Denir ki baş tanrı Zeus’un insanlarla arası hiç iyi değilmiş. İnsanların iyi, güzel ve faydalı şeylere sahip olmasını hiç istemiyormuş. Tek isteği insanların cahil ve aciz kalmasıymış. Öyle de yapmış. İnsanlar için yararlı olan ateşi alıp, Olimpos dağına saklamış. Böylece insanları karanlığa mahkûm etmiş. Bu durumu öğrenen Promete ise hemen bir plan kurmuş. Gizlice Olimpos Dağına çıkıp, tanrıların orada bir gümüş ocak içinde sakladığı ateşi çalarak hızlıca Dünyaya dönüp, insanlara armağan etmiş.
Zeus gökyüzündeki Olimpos dağından aşağıya, yani yeryüzüne bakınca bir de ne görsün, ateş insanların elinde, yeryüzü ışıl ışıl! Zeus öfkeden çıldırmış. “Böyle bir eylemi Promete’den başkası yapamaz” diye düşünmüş. Promete’yi “ateş hırsızı” olarak suçlayıp yargılamış. Promete ceza olarak Kafkas Dağlarındaki bir kayalığa zincirlenecek ve bir kartal onun karaciğerini her gün didikleyerek yiyecektir. Tüm acılara rağmen Promete kendi eylemini savunacak, boyun eğmeyecektir. Karaciğeri her gün kendini yenileyerek Promete’yi ayakta tutacaktır. Sonunda Zeus mecbur kalıp Promete’yi özgür bıraktırır. Ama Zeus’un insanlığa karşı komplo ve oyunları son bulmayacaktır.
Bölüm II.
Ateşin çalınmasını ve yeryüzüne yayılmasını engellemeyi başaramayan Zeus, insanların barış ve adalet içinde yaşamasını hazmedemeyip, intikam almaya karar vermiş. Tüm tanrıları huzuruna çağırmış. Hephoistos adlı tanrıya bir parça toprak almasını, suyla karıştırdıktan sonra içine insan sesi ve gücünü koymasını, yüzünün güzelliğini de tıpkı tanrılarınki gibi ölümsüz olduğu bir kadın yaratmasını emretmiş. Hephoistos adeta günümüzün filtre, estetik ya da kozmetikle güzellik kazanmış, kalıplaşmış kusursuz güzellik anlayışını ortaya koyan bir kadın yaratmış. Tanrıların bildiği bir şey var sevgili Milan; güzelliğin bir biçimi yoktur. Ama insanlar biçime ve dış görünüme aldanmaya meyillidirler ve tanrılar insanların bu zaafından yararlanmayı ihmal etmezler. Bu sebeple Zeus, “güzel” dediği bu kadını bir “genç kız” şeklinde tasarlanmasını istemiştir. Bununla da yetinmemiş Zeus. Tanrıça Athena’dan ona el işleri ve güzel kumaşlar örmeyi, Afrodit’ten de büyü, istek ve arzuyu öğretmesini buyurmuş. Hermes’e ise, onun içine bir köpek huyu ile tilki kurnazlığı koymasını buyurmuş. Yaratılan bu kadını güzel giysilerle giyindirip kuşandırmalarını ve çiçeklerle süslemelerini emretmiş.

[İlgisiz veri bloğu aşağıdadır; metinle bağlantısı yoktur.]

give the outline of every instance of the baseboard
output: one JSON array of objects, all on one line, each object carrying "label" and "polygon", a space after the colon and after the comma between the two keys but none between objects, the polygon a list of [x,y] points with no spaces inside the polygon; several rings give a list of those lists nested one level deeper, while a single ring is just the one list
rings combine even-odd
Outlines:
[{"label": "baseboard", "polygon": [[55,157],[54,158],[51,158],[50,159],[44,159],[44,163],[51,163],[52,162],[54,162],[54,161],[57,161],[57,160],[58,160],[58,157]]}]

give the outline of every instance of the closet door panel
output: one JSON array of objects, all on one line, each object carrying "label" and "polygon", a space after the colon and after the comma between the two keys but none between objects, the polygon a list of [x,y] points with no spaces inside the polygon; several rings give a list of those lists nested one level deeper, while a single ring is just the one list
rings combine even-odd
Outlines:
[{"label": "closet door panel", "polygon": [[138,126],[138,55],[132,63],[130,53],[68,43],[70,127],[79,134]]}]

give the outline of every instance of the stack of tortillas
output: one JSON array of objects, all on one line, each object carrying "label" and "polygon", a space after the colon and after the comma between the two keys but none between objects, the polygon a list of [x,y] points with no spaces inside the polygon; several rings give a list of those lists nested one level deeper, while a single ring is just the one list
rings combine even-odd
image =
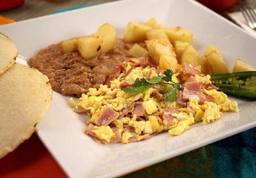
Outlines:
[{"label": "stack of tortillas", "polygon": [[47,77],[16,63],[17,55],[13,43],[0,33],[0,158],[31,136],[52,99]]}]

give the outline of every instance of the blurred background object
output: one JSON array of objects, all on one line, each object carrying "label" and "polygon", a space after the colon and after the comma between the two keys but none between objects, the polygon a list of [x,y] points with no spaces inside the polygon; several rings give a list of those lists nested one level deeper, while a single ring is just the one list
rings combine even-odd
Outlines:
[{"label": "blurred background object", "polygon": [[0,0],[0,11],[12,9],[21,6],[25,0]]},{"label": "blurred background object", "polygon": [[229,9],[235,5],[238,0],[198,0],[211,9],[221,12]]}]

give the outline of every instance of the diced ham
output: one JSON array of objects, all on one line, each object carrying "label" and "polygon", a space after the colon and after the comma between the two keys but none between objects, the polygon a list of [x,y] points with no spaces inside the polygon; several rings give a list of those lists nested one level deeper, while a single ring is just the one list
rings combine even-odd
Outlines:
[{"label": "diced ham", "polygon": [[91,130],[93,129],[94,127],[94,125],[92,124],[90,124],[85,129],[85,133],[92,137],[95,137],[95,134],[91,132]]},{"label": "diced ham", "polygon": [[142,117],[136,117],[136,121],[146,121],[146,120],[143,119]]},{"label": "diced ham", "polygon": [[190,98],[194,97],[199,100],[202,83],[201,81],[186,83],[182,93],[183,100],[188,101]]},{"label": "diced ham", "polygon": [[177,94],[177,99],[176,99],[176,104],[182,106],[186,106],[186,102],[182,98],[182,92],[178,91]]},{"label": "diced ham", "polygon": [[158,122],[159,122],[161,124],[163,123],[163,120],[162,117],[160,117],[159,116],[157,115],[154,115],[154,116],[155,116],[157,118],[157,121],[158,121]]},{"label": "diced ham", "polygon": [[86,109],[83,108],[74,109],[73,111],[78,114],[88,114],[90,113],[90,109]]},{"label": "diced ham", "polygon": [[136,115],[137,116],[143,116],[145,112],[145,109],[142,106],[142,104],[136,105],[134,107],[134,110],[132,112],[132,114]]},{"label": "diced ham", "polygon": [[137,105],[142,105],[143,103],[143,101],[136,101],[136,104]]},{"label": "diced ham", "polygon": [[193,109],[189,106],[187,106],[186,108],[186,111],[188,113],[192,113],[193,114],[195,113],[195,111],[194,111]]},{"label": "diced ham", "polygon": [[192,65],[190,65],[186,62],[183,62],[182,65],[183,69],[183,73],[185,75],[189,75],[190,76],[194,76],[196,74],[198,74],[200,76],[204,76],[204,74],[200,71],[196,69]]},{"label": "diced ham", "polygon": [[111,143],[117,143],[121,142],[122,140],[122,134],[118,132],[118,128],[117,127],[111,128],[113,132],[115,133],[116,135],[111,138],[110,142]]},{"label": "diced ham", "polygon": [[198,103],[199,105],[202,105],[205,101],[214,102],[215,100],[214,98],[211,96],[207,95],[201,92],[200,93],[199,99]]},{"label": "diced ham", "polygon": [[218,87],[215,86],[211,83],[209,83],[207,84],[203,85],[202,88],[204,89],[215,89],[216,90],[219,89]]},{"label": "diced ham", "polygon": [[133,84],[130,84],[126,81],[123,81],[119,86],[121,89],[123,89],[124,88],[127,87],[128,86],[133,86]]},{"label": "diced ham", "polygon": [[94,123],[98,126],[107,126],[114,120],[116,119],[119,113],[109,107],[107,107],[100,113],[99,117]]},{"label": "diced ham", "polygon": [[173,117],[172,114],[179,113],[178,109],[176,108],[165,108],[164,109],[163,113],[163,123],[166,125],[172,125],[173,124]]},{"label": "diced ham", "polygon": [[129,113],[131,113],[132,110],[132,109],[133,109],[133,108],[134,107],[135,105],[135,102],[132,102],[128,106],[124,108],[123,108],[122,110],[121,110],[119,112],[120,115],[124,116]]}]

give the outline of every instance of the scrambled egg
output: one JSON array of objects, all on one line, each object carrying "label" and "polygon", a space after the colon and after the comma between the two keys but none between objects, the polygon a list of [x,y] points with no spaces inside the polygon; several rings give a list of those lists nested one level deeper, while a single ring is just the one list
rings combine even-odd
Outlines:
[{"label": "scrambled egg", "polygon": [[[139,63],[136,59],[132,61],[134,64]],[[124,80],[132,84],[137,78],[152,78],[163,74],[157,73],[155,68],[149,66],[143,69],[131,65],[129,62],[124,63],[126,67],[117,78],[111,81],[110,87],[101,85],[98,89],[89,89],[87,94],[83,94],[77,103],[72,98],[70,99],[72,107],[90,110],[88,114],[91,117],[87,124],[94,125],[91,130],[93,134],[92,136],[98,140],[109,142],[112,139],[118,139],[120,135],[117,142],[128,143],[146,139],[153,134],[167,130],[171,135],[178,135],[189,129],[194,122],[202,121],[206,124],[219,119],[223,112],[239,112],[235,101],[229,100],[225,93],[214,89],[202,89],[202,91],[214,98],[215,102],[205,101],[203,104],[199,105],[198,100],[192,97],[186,106],[183,107],[177,105],[175,102],[170,103],[165,97],[163,99],[154,95],[157,92],[160,93],[163,90],[170,87],[168,85],[156,86],[137,94],[125,92],[120,87]],[[179,66],[178,71],[181,73],[182,68]],[[177,73],[172,77],[173,80],[176,82],[178,82],[178,75]],[[196,75],[195,78],[203,84],[211,83],[209,75],[202,77]],[[144,110],[142,115],[139,117],[132,113],[138,105],[140,105]],[[128,113],[120,114],[108,125],[96,125],[95,122],[106,107],[110,107],[116,112],[130,110]],[[172,114],[171,124],[164,124],[164,109],[173,107],[177,108],[178,112]],[[114,132],[113,128],[117,129],[117,132]]]}]

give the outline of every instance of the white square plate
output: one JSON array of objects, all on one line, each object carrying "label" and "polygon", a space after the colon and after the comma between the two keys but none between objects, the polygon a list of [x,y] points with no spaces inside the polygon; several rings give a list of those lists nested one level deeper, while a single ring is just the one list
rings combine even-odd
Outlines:
[{"label": "white square plate", "polygon": [[[90,34],[104,22],[121,36],[128,21],[155,17],[165,26],[192,32],[193,44],[202,54],[214,44],[231,69],[241,58],[256,66],[256,40],[227,20],[190,0],[127,0],[99,5],[0,26],[25,59],[38,50],[68,38]],[[24,59],[20,59],[22,62]],[[86,117],[72,112],[68,97],[54,93],[51,106],[37,127],[37,134],[67,175],[72,178],[119,176],[189,151],[256,125],[256,101],[232,98],[241,109],[226,113],[215,123],[197,124],[177,137],[167,133],[127,145],[104,146],[83,133]]]}]

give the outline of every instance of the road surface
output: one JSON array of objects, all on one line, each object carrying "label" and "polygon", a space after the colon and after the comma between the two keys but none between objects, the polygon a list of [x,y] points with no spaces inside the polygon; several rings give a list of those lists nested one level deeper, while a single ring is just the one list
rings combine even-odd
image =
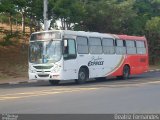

Tanrılar, baş tanrı Zeus’un isteklerini eksiksiz olarak yerine getirmişler. Bu kadına bir de isim vermelidir. Tüm tanrıların yarattığı kadın anlamına gelen “Pandora” derler ona. Bu kadın, tanrılardan insanlara bir armağan olarak gönderilecektir. Âdettendir, Pandora insanlara eli boş gitmemelidir. Pandora’nın eline içinde tüm kötülükleri saklayan süslü bir kutu tutuşturulur ve nasıl davranması gerektiği sıkı sıkı tembihlenerek Hermes tanrısı eşliğinde Promete’nin kardeşi Epimete’ye gönderilir.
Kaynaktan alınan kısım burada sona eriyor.